Still no news of people missing after Navy reprisals
Three months have passed since four people went missing. The bishop of Mannar and their relatives fear they have been killed and are calling for proper inquiries.
Four people who "disappeared" three months ago during Navy reprisals against civilians in northern Sri Lanka remain unaccounted for. Despite pleas from the local Church, practically no headway has been made in investigations about their fate.
Sri Lankan Navy (SLN) troops went on a rampage in Pesalai, Mannar Island, on 23 December 2005, after a claymore mine allegedly planted by rebels struck one of some vehicles returning to a naval base, killing 13 sailors.
"Immediately after the blast, none of us could escape," said a resident of the housing scheme near the site of the blast, targeted in the reprisals. "The surviving Navy fellows went from house to house, rounded us up and insulted and beat us for hours."
Anthoniamma and Emmanuel Cruz, and their neighbours, Jude Suganthie Cruz and her three-year-old son, Arokiaraj, were last seen in one of the houses attacked by the Navy. Their relatives are certain they were killed by SLN troops, who later disposed of the bodies.

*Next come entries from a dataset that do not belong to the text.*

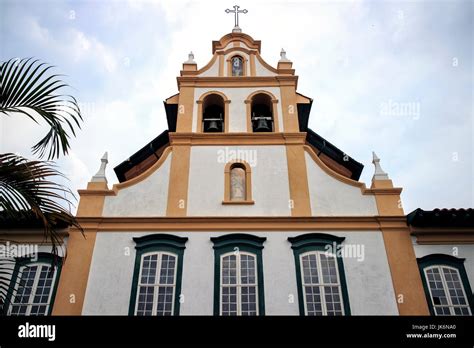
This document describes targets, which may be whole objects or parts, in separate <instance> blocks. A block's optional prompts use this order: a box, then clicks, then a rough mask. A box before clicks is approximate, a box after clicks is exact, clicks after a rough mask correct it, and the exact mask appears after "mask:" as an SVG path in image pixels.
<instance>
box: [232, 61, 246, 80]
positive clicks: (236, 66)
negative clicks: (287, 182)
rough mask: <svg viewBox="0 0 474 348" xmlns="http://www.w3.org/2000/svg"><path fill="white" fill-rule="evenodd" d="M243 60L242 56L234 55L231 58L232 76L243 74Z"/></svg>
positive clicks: (243, 69)
mask: <svg viewBox="0 0 474 348" xmlns="http://www.w3.org/2000/svg"><path fill="white" fill-rule="evenodd" d="M243 74H244V69H243V62H242V58H240V57H234V58H232V76H243Z"/></svg>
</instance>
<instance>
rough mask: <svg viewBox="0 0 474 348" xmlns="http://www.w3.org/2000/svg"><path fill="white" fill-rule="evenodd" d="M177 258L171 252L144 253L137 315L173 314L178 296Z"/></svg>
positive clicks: (138, 296)
mask: <svg viewBox="0 0 474 348" xmlns="http://www.w3.org/2000/svg"><path fill="white" fill-rule="evenodd" d="M176 259H177V255H175V254H171V253H161V252H160V253H150V254H145V255H142V261H141V267H140V278H139V282H138V291H137V292H138V293H137V307H136V313H135V314H136V315H171V314H173V304H174V299H175V296H176V263H177V262H176Z"/></svg>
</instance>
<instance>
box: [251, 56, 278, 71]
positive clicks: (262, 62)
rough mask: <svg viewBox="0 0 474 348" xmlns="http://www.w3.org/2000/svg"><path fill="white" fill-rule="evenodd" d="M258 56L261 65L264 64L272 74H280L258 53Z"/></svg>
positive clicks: (277, 70) (276, 70) (264, 65)
mask: <svg viewBox="0 0 474 348" xmlns="http://www.w3.org/2000/svg"><path fill="white" fill-rule="evenodd" d="M256 56H257V59H258V61H259V62H260V64H262V65H263V66H264V67H265V68H266V69H268V70H270V71H271V72H272V73H275V74H278V69H276V68H274V67H272V66H271V65H270V64H268V63H267V62H266V61H264V60H263V58H262V56H261V55H260V54H259V53H257V54H256Z"/></svg>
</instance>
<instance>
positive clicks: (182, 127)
mask: <svg viewBox="0 0 474 348" xmlns="http://www.w3.org/2000/svg"><path fill="white" fill-rule="evenodd" d="M193 107H194V87H192V86H186V87H184V86H183V87H181V88H180V93H179V105H178V115H177V122H176V123H177V124H176V131H177V132H191V131H192V129H193Z"/></svg>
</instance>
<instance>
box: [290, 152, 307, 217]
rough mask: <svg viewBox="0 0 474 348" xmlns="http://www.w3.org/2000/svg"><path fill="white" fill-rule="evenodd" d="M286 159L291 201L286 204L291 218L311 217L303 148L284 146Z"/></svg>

The Mannar police in charge of the case have not shed any light on what happened to the missing people. The house they were in was found badly burnt, with the remains of their clothes and ID cards, and allegedly, charred pieces of flesh that were sent for forensic examination.

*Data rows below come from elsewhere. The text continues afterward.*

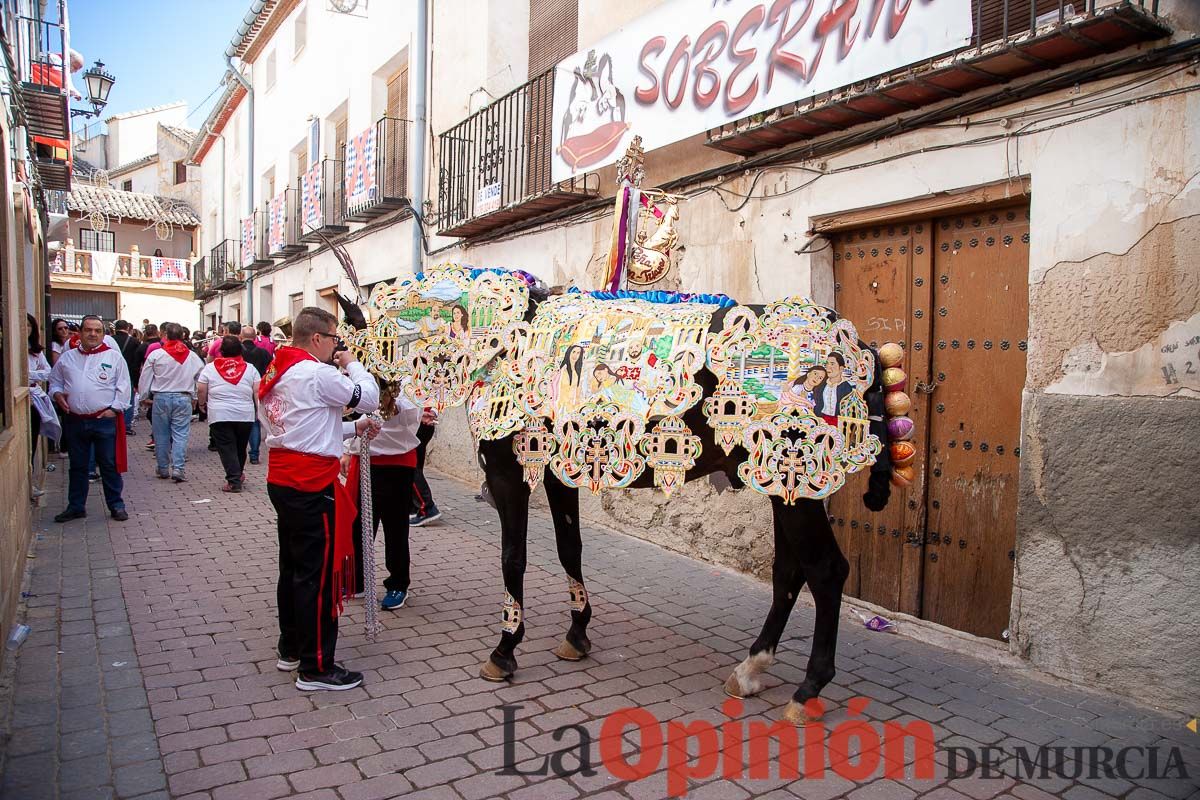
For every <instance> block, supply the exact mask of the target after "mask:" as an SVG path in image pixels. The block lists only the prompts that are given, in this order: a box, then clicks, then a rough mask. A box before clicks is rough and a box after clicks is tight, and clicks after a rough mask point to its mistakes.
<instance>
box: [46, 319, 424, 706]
mask: <svg viewBox="0 0 1200 800" xmlns="http://www.w3.org/2000/svg"><path fill="white" fill-rule="evenodd" d="M28 325H29V332H28V335H29V381H30V396H31V397H32V401H34V402H32V405H34V411H35V413H32V414H31V415H30V416H31V422H30V425H31V433H32V440H34V452H32V453H31V462H30V463H31V464H34V463H35V458H36V451H37V446H38V444H37V443H38V438H40V437H41V438H44V439H47V440H48V441H49V444H50V450H52V451H54V452H58V453H59V455H60V456H64V457H66V458H67V459H68V481H67V485H68V486H67V504H66V509H64V510H62V511H61V512H60V513H59V515H56V516H55V517H54V521H55V522H59V523H67V522H70V521H72V519H78V518H82V517H85V516H86V504H88V495H89V488H90V487H89V485H90V483H91V482H96V481H98V482H100V483H101V485H102V489H103V498H104V505H106V506H107V509H108V512H109V515H110V516H112V518H113V519H115V521H119V522H124V521H126V519H128V511H127V510H126V505H125V499H124V494H122V492H124V479H122V474H125V473H127V471H128V458H127V452H128V451H127V446H128V438H130V437H134V435H137V429H136V422H137V421H138V419H139V417H144V419H145V421H146V422H149V425H150V434H149V440H148V443H146V445H145V447H146V449H148V450H152V451H154V453H155V476H156V477H157V479H160V480H170V481H174V482H175V483H184V482H186V481H187V446H188V440H190V437H191V432H192V426H193V425H198V423H206V425H208V429H209V450H211V451H215V452H217V455H218V457H220V459H221V465H222V469H223V473H224V482H223V485H222V486H221V487H220V488H221V491H222V492H227V493H240V492H242V491H244V489H245V487H246V483H247V475H246V464H247V461H248V462H250V464H251V465H254V464H259V463H260V461H259V459H260V447H263V446H264V445H265V447H266V449H268V467H266V493H268V497H269V498H270V500H271V504H272V505H274V507H275V510H276V512H277V516H278V523H277V525H278V540H280V582H278V613H280V631H281V636H280V642H278V660H277V662H276V666H277V667H278V668H280V669H284V670H298V676H296V686H298V687H299V688H301V690H308V691H313V690H342V688H352V687H353V686H358V685H360V684H361V681H362V676H361V675H360V674H359V673H354V672H349V670H347V669H344V668H342V667H341V666H338V664H336V663H335V661H334V648H335V646H336V639H337V614H338V613H340V610H341V608H342V603H343V601H344V599H346V597H349V596H361V595H362V594H364V591H365V577H364V555H362V545H361V542H362V536H361V530H360V529H361V524H362V521H361V515H359V498H358V497H356V491H358V486H359V477H358V469H359V468H358V457H356V453H359V452H360V449H361V445H360V443H361V441H362V439H361V437H364V435H367V437H368V439H370V445H368V447H370V456H371V461H370V470H371V487H372V498H373V509H374V515H373V519H374V527H376V531H372V535H374V533H377V531H378V528H379V527H380V524H382V527H383V529H384V546H385V559H384V560H385V566H386V571H388V577H386V579H385V581H384V596H383V599H382V601H380V607H382V608H383V609H385V610H394V609H398V608H402V607H403V606H404V603H406V601H407V597H408V593H409V548H408V535H409V528H410V527H420V525H424V524H428V523H431V522H434V521H436V519H438V518H439V517H440V511H439V510H438V507H437V505H436V504H434V501H433V497H432V494H431V492H430V487H428V483H427V482H426V480H425V476H424V463H425V450H426V447H427V445H428V443H430V440H431V439H432V435H433V431H434V426H436V425H437V415H436V413H434V411H433V410H432V409H421V408H418V407H416V405H414V404H413V403H412V402H410V401H409V399H408V398H407V397H406V396H404V395H403V393H402V392H401V391H398V387H397V386H396V385H394V384H386V383H384V381H382V380H378V379H377V378H374V377H372V375H371V374H370V373H368V372H367V371H366V369H365V368H364V367H362V366H361V365H360V363H359V362H358V361H356V360H355V359H354V356H353V354H352V353H350V351H349V350H348V349H346V347H344V345H342V343H341V341H340V338H338V336H337V320H336V318H335V317H334V315H332V314H330V313H329V312H325V311H323V309H319V308H311V307H310V308H304V309H301V311H300V313H299V314H298V315H296V318H295V319H294V320H293V324H292V341H290V343H288V342H286V341H284V337H283V335H282V333H281V332H275V331H272V327H271V325H270V324H268V323H259V324H258V325H257V326H250V325H241V324H240V323H238V321H226V323H223V324H222V325H221V327H220V330H218V331H217V332H214V333H212V335H211V336H208V335H205V333H198V335H193V333H191V332H190V331H188V330H187V329H186V327H184V326H182V325H179V324H178V323H172V321H167V323H162V324H161V325H155V324H150V323H145V324H144V325H143V326H142V327H140V329H137V327H134V326H132V325H131V324H130V323H128V321H126V320H121V319H119V320H116V321H115V323H113V324H112V325H110V326H109V325H108V324H106V321H104V320H103V319H101V318H100V317H97V315H85V317H83V318H82V319H80V320H79V321H78V323H72V321H67V320H64V319H55V320H53V321H52V324H50V337H49V338H50V341H49V347H46V345H43V344H42V342H41V336H40V330H38V325H37V320H36V319H35V318H34V317H31V315H30V317H29V318H28ZM376 411H378V414H374V413H376ZM343 420H344V421H343ZM380 420H382V421H380ZM35 494H38V495H40V494H41V492H36V493H35ZM35 499H36V498H35ZM355 534H358V535H355Z"/></svg>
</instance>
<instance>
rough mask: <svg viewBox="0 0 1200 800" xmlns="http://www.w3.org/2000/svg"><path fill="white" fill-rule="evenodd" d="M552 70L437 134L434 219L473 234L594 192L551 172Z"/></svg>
mask: <svg viewBox="0 0 1200 800" xmlns="http://www.w3.org/2000/svg"><path fill="white" fill-rule="evenodd" d="M553 103H554V73H553V70H551V71H547V72H545V73H542V74H540V76H538V77H536V78H534V79H533V80H529V82H528V83H526V84H524V85H522V86H518V88H517V89H515V90H512V91H511V92H509V94H508V95H505V96H504V97H500V98H499V100H497V101H496V102H494V103H492V104H491V106H488V107H486V108H484V109H482V110H480V112H476V113H475V114H472V115H470V116H468V118H467V119H466V120H463V121H462V122H460V124H458V125H456V126H455V127H452V128H450V130H449V131H446V132H445V133H443V134H440V136H439V137H438V145H439V154H440V163H439V167H438V218H439V221H440V233H442V234H443V235H446V236H472V235H475V234H479V233H482V231H485V230H490V229H492V228H497V227H499V225H503V224H506V223H510V222H516V221H518V219H523V218H529V217H535V216H539V215H542V213H546V212H547V211H552V210H556V209H560V207H564V206H568V205H572V204H575V203H578V201H580V200H582V199H584V198H588V197H594V196H595V194H596V193H598V192H596V190H595V188H593V190H590V191H589V190H588V187H587V176H586V175H584V176H580V178H572V179H571V180H568V181H562V182H559V184H554V182H553V181H552V180H551V176H550V163H551V148H552V139H553V137H552V134H551V116H552V109H553Z"/></svg>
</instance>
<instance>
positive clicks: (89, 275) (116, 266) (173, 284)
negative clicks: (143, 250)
mask: <svg viewBox="0 0 1200 800" xmlns="http://www.w3.org/2000/svg"><path fill="white" fill-rule="evenodd" d="M61 277H66V278H86V279H90V281H98V282H101V283H106V282H107V283H113V284H120V283H142V284H145V283H154V284H156V285H162V287H172V288H182V287H186V285H187V284H188V283H193V278H192V264H191V263H190V261H188V259H186V258H156V257H154V255H142V254H140V253H138V252H137V251H134V252H132V253H112V252H98V251H90V249H76V248H74V247H73V246H70V245H68V246H67V247H66V248H64V249H62V252H61V253H59V255H58V257H56V258H55V259H54V261H52V263H50V278H52V281H53V279H54V278H61Z"/></svg>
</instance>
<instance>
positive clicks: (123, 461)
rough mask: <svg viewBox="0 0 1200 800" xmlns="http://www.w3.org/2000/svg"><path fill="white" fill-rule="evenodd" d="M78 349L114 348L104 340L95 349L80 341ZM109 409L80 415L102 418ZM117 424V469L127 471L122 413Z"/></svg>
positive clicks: (115, 454)
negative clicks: (89, 413)
mask: <svg viewBox="0 0 1200 800" xmlns="http://www.w3.org/2000/svg"><path fill="white" fill-rule="evenodd" d="M78 349H79V353H82V354H83V355H96V354H97V353H104V351H106V350H112V349H113V348H110V347H108V344H106V343H104V342H101V343H100V347H97V348H96V349H95V350H84V349H83V343H82V342H80V343H79V348H78ZM107 410H108V409H107V408H106V409H102V410H100V411H96V413H95V414H83V415H80V416H88V417H92V419H100V415H101V414H103V413H104V411H107ZM115 425H116V449H115V455H116V471H118V473H127V471H128V469H130V461H128V450H127V449H126V445H125V422H122V421H121V415H120V414H118V415H116V421H115Z"/></svg>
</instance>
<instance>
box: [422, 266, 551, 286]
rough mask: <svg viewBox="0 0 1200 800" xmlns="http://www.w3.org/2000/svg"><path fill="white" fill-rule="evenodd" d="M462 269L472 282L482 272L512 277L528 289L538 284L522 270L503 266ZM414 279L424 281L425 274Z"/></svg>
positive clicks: (493, 266)
mask: <svg viewBox="0 0 1200 800" xmlns="http://www.w3.org/2000/svg"><path fill="white" fill-rule="evenodd" d="M462 269H464V270H467V271H468V272H469V275H470V279H472V281H474V279H475V278H478V277H479V276H480V275H482V273H484V272H494V273H496V275H514V276H516V277H518V278H521V279H522V281H524V283H526V285H529V287H534V285H536V284H538V278H536V277H534V276H533V275H530V273H528V272H526V271H524V270H506V269H504V267H503V266H487V267H484V269H479V267H475V266H467V265H466V264H463V265H462ZM414 277H415V279H416V281H422V279H425V272H418V273H416V275H415V276H414Z"/></svg>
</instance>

The Bishop of Mannar Diocese, Mgr Rayappu Joseph, has called for a proper investigation into the "feared liquidation", but he is not hopeful. "I have told army, navy and police officials how easy it would be to find the culprits, but how easily the matter has been neglected by all concerned," he said.
Failure to investigate and prosecute "disappearances" perpetrated by the security forces and other armed groups in Sri Lanka is commonplace. They often take place in reprisal for attacks by the Tamil Tiger rebels on the military, in the context of the island's long-running separatist war.
According to the UN Working Group on Enforced or Involuntary Disappearances (WGEID), Sri Lanka has the highest number of "non-clarified disappearances" in the world after Iraq. Estimates range from the government estimate of 26,000, to unofficial statistics of around 60,000, since the 80s. These figures include disappearances perpetrated in the government suppression of an uprising by the socialist JVP movement in the late 80s.
WGEID and human rights groups have often criticized the government for failing in its international obligations to investigate and bring to justice perpetrators of these crimes.